Department of Radiology, Cambridge University Hospital NHS Foundation Trust, Cambridge, CB2 0QQ.
Magn Reson Imaging. 2012 Sep;30(7):1017-21. doi: 10.1016/j.mri.2012.02.018. Epub 2012 Apr 12.
Previous studies reporting relaxation times within atherosclerotic plaque have typically used dedicated small-bore high-field systems and small sample sizes. This study reports quantitative T(1), T(2) and T(2) relaxation times within plaque tissue at 1.5 T using spatially co-matched histology to determine tissue constituents.
Ten carotid endarterectomy specimens were removed from patients with advanced atherosclerosis. Imaging was performed on a 1.5-T whole-body scanner using a custom built 10-mm diameter receive-only solenoid coil. A protocol was defined to allow subsequent computation of T(1), T(2) and T(2) relaxation times using multi-flip angle spoiled gradient echo, multi-echo fast spin echo and multi-echo gradient echo sequences, respectively. The specimens were subsequently processed for histology and individually sectioned into 2-mm blocks to allow subsequent co-registration. Each imaging sequence was imported into in-house software and displayed alongside the digitized histology sections. Regions of interest were defined to demarcate fibrous cap, connective tissue and lipid/necrotic core at matched slice-locations. Relaxation times were calculated using Levenberg-Marquardt's least squares curve fitting algorithm. A linear-mixed effect model was applied to account for multiple measurements from the same patient and establish if there was a statistically significant difference between the plaque tissue constituents.
T(2) and T(2) relaxation times were statistically different between all plaque tissues (P=.026 and P=.002 respectively) [T(2): lipid/necrotic core was lower 47 ± 13.7 ms than connective tissue (67 ± 22.5 ms) and fibrous cap (60 ± 13.2 ms); T(2): fibrous cap was higher (48 ± 15.5 ms) than connective tissue (19 ± 10.6 ms) and lipid/necrotic core (24 ± 8.2 ms)]. T(1) relaxation times were not significantly different (P=.287) [T(1): Fibrous cap: 933 ± 271.9 ms; connective tissue (1002 ± 272.9 ms) and lipid/necrotic core (1044 ± 304.0 ms)]. We were unable to demarcate hemorrhage and calcium following histology processing.
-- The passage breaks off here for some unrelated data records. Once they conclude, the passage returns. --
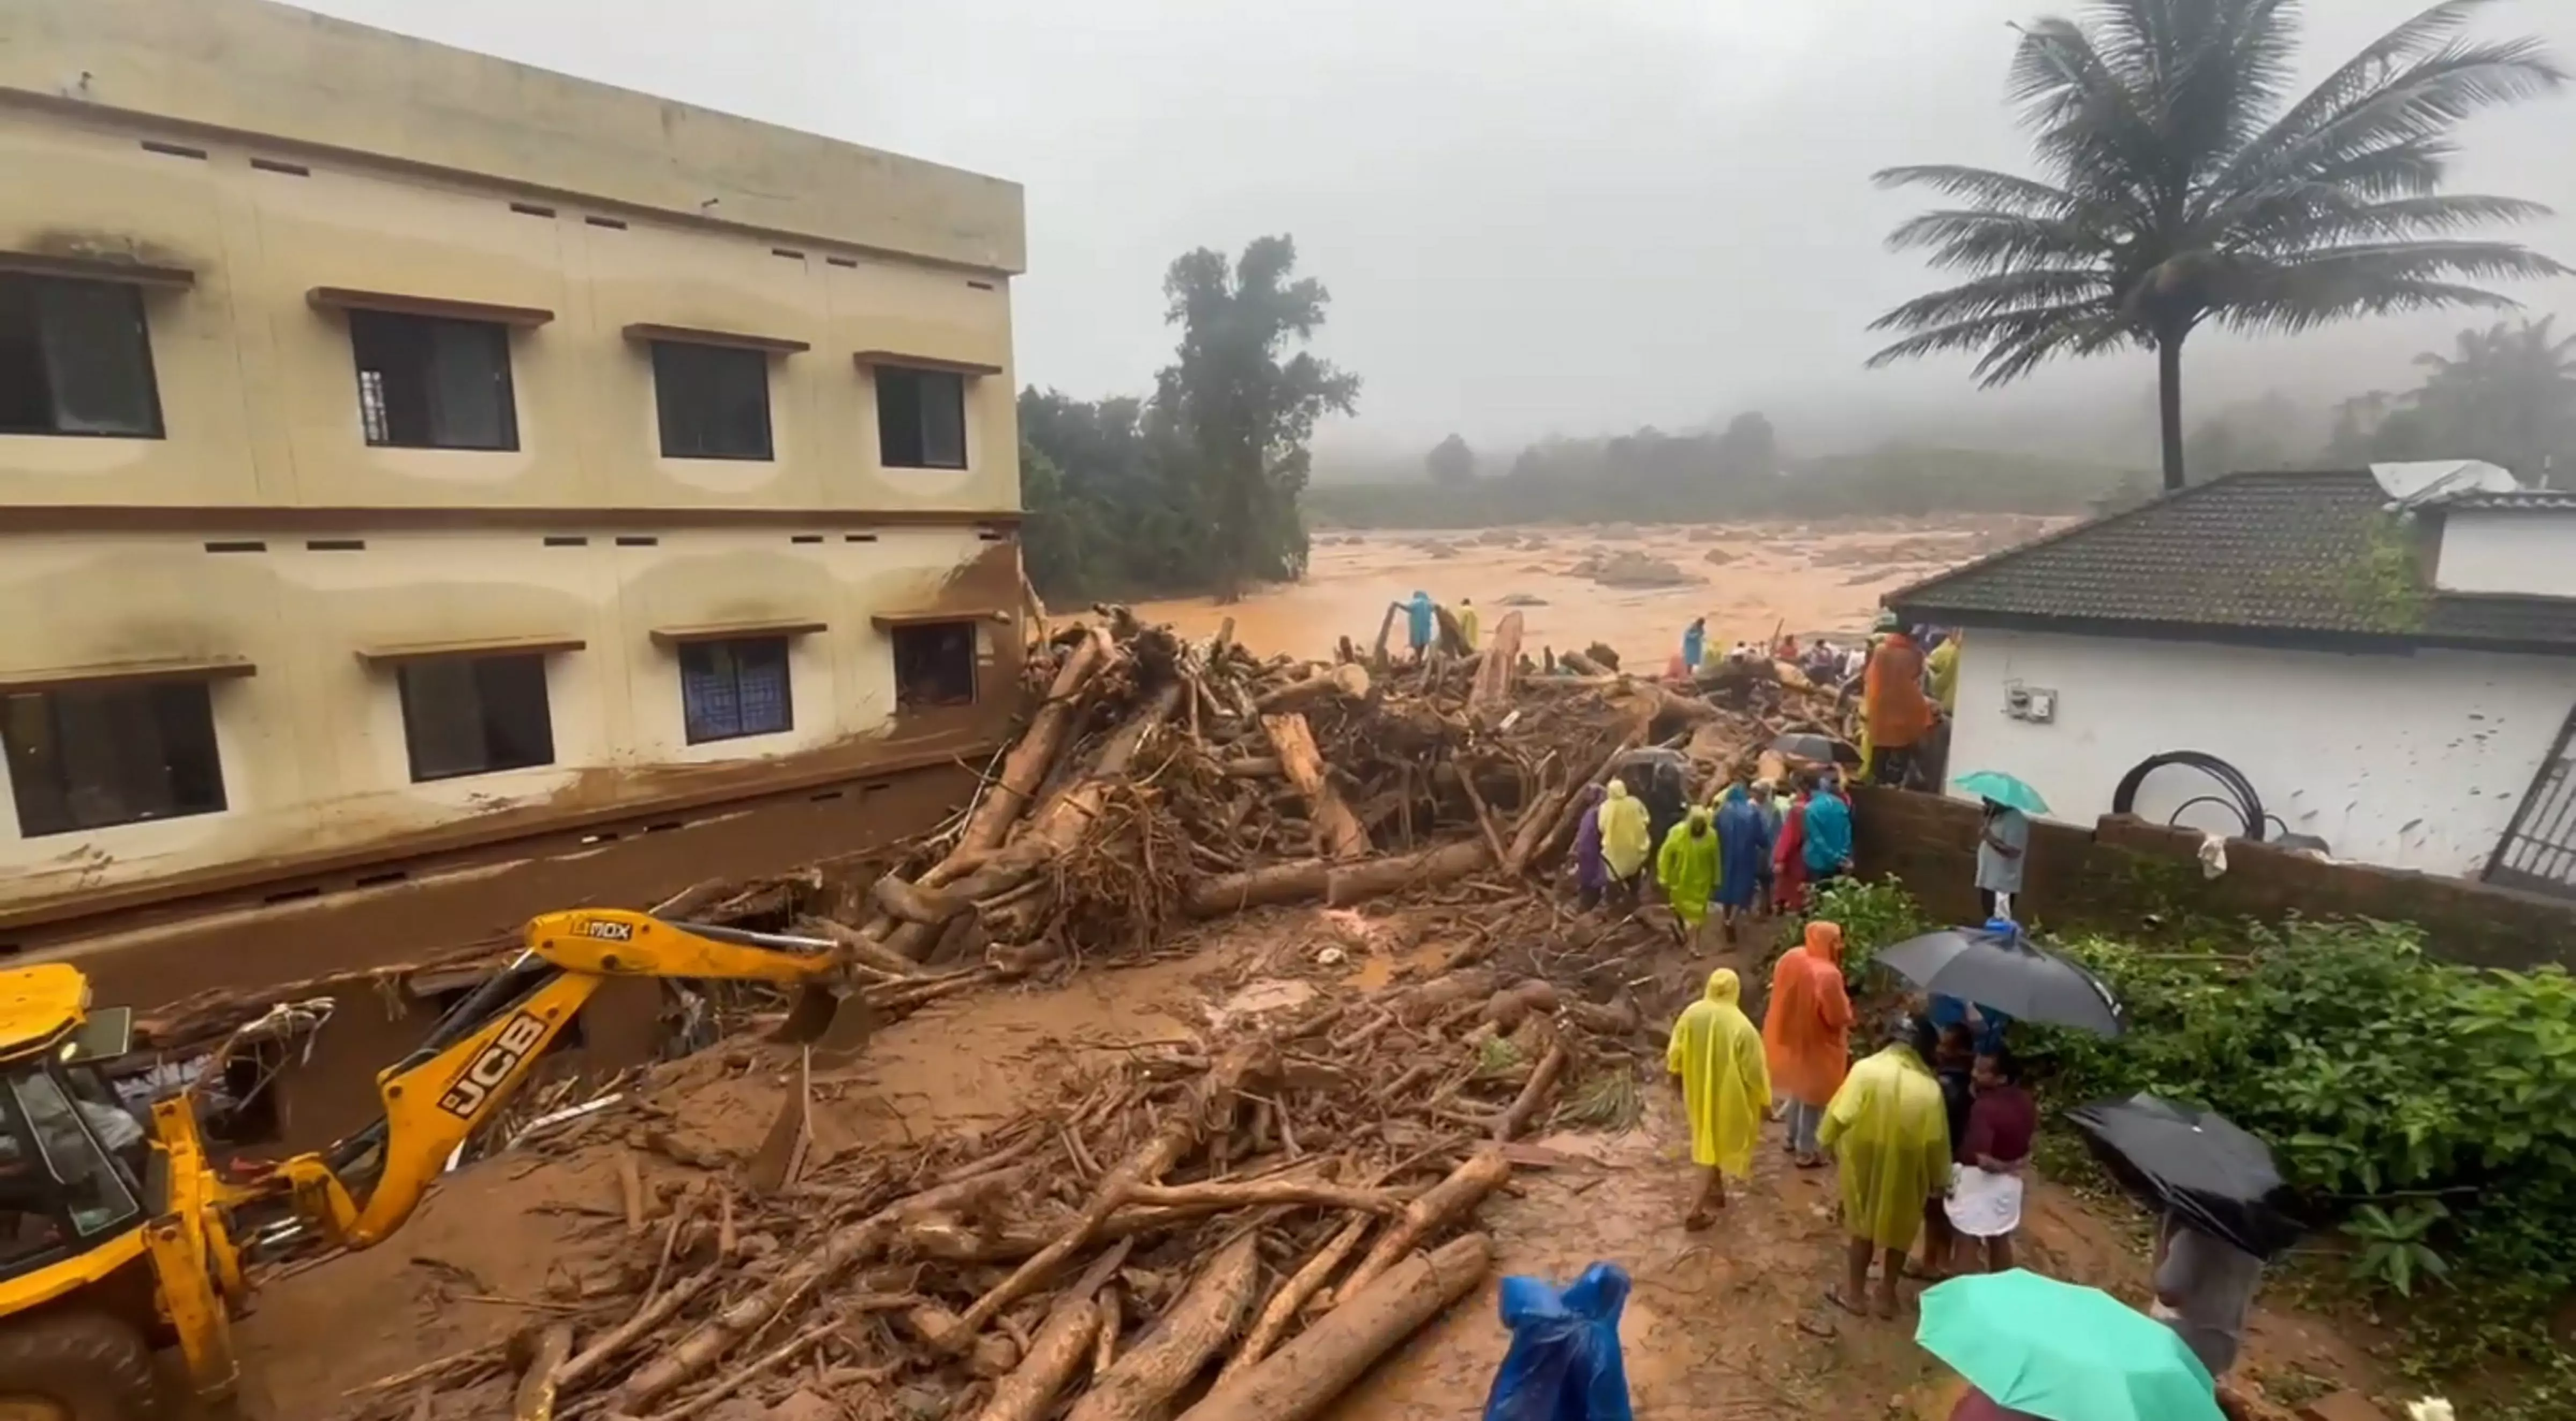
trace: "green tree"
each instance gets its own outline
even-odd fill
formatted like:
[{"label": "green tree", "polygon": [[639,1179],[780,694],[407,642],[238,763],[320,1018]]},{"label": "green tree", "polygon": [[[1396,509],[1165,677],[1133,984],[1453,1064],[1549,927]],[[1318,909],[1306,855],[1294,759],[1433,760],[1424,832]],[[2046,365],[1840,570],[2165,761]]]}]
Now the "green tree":
[{"label": "green tree", "polygon": [[1452,434],[1431,446],[1431,452],[1422,458],[1422,467],[1435,484],[1450,488],[1471,484],[1476,481],[1476,451],[1467,447],[1466,440]]},{"label": "green tree", "polygon": [[2173,489],[2186,469],[2183,342],[2200,326],[2297,333],[2512,305],[2471,283],[2567,268],[2458,234],[2546,209],[2446,195],[2442,182],[2462,120],[2566,75],[2536,39],[2468,36],[2487,3],[2425,10],[2286,105],[2299,0],[2095,0],[2086,23],[2032,23],[2011,93],[2043,176],[1878,174],[1958,204],[1889,244],[1972,275],[1880,317],[1872,329],[1905,335],[1871,363],[1976,351],[1994,386],[2057,356],[2151,349]]},{"label": "green tree", "polygon": [[2576,467],[2576,335],[2555,322],[2462,331],[2451,354],[2417,356],[2426,375],[2409,404],[2426,437],[2534,482]]},{"label": "green tree", "polygon": [[1358,376],[1289,351],[1313,337],[1331,301],[1296,270],[1297,244],[1279,236],[1254,239],[1233,263],[1202,247],[1163,277],[1165,319],[1181,328],[1181,345],[1156,378],[1154,412],[1205,493],[1210,571],[1228,599],[1246,582],[1305,571],[1297,496],[1307,442],[1317,420],[1349,413],[1359,397]]}]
This study demonstrates that there is a significant difference between qT(2) and qT(2) in plaque tissues types. Derivation of quantitative relaxation times shows promise for determining plaque tissue constituents.
以前报道动脉粥样硬化斑块内弛豫时间的研究通常使用专用的小口径高场系统和小样本量。本研究报告了在 1.5T 下使用空间匹配的组织学来确定组织成分的斑块组织内的定量 T(1)、T(2)和 T(2)弛豫时间。
从患有晚期动脉粥样硬化的患者中切除了 10 个颈动脉内膜切除术标本。使用定制的 10mm 直径的接收线圈在 1.5T 全身扫描仪上进行成像。定义了一个方案,允许使用多翻转角激发梯度回波、多回波快速自旋回波和多回波梯度回波序列分别计算 T(1)、T(2)和 T(2)弛豫时间。然后将标本进行组织学处理,并将其单独切成 2mm 块以进行后续配准。将每个成像序列导入内部软件,并与数字化组织学切片并排显示。在匹配的切片位置定义感兴趣区域以划定纤维帽、结缔组织和脂质/坏死核心。使用 Levenberg-Marquardt 最小二乘曲线拟合算法计算弛豫时间。应用线性混合效应模型来解释来自同一患者的多个测量值,并确定斑块组织成分之间是否存在统计学上的显著差异。
所有斑块组织的 T(2)和 T(2)弛豫时间均存在统计学差异(分别为 P=.026 和 P=.002)[T(2):脂质/坏死核心较低,为 47 ± 13.7ms,低于结缔组织(67 ± 22.5ms)和纤维帽(60 ± 13.2ms);T(2):纤维帽较高(48 ± 15.5ms),高于结缔组织(19 ± 10.6ms)和脂质/坏死核心(24 ± 8.2ms)]。T(1)弛豫时间无显著差异(P=.287)[T(1):纤维帽:933 ± 271.9ms;结缔组织(1002 ± 272.9ms)和脂质/坏死核心(1044 ± 304.0ms)]。我们无法在组织学处理后区分出血和钙。
本研究表明,斑块组织类型之间的 qT(2)和 qT(2)存在显著差异。定量弛豫时间的推导有望确定斑块组织成分。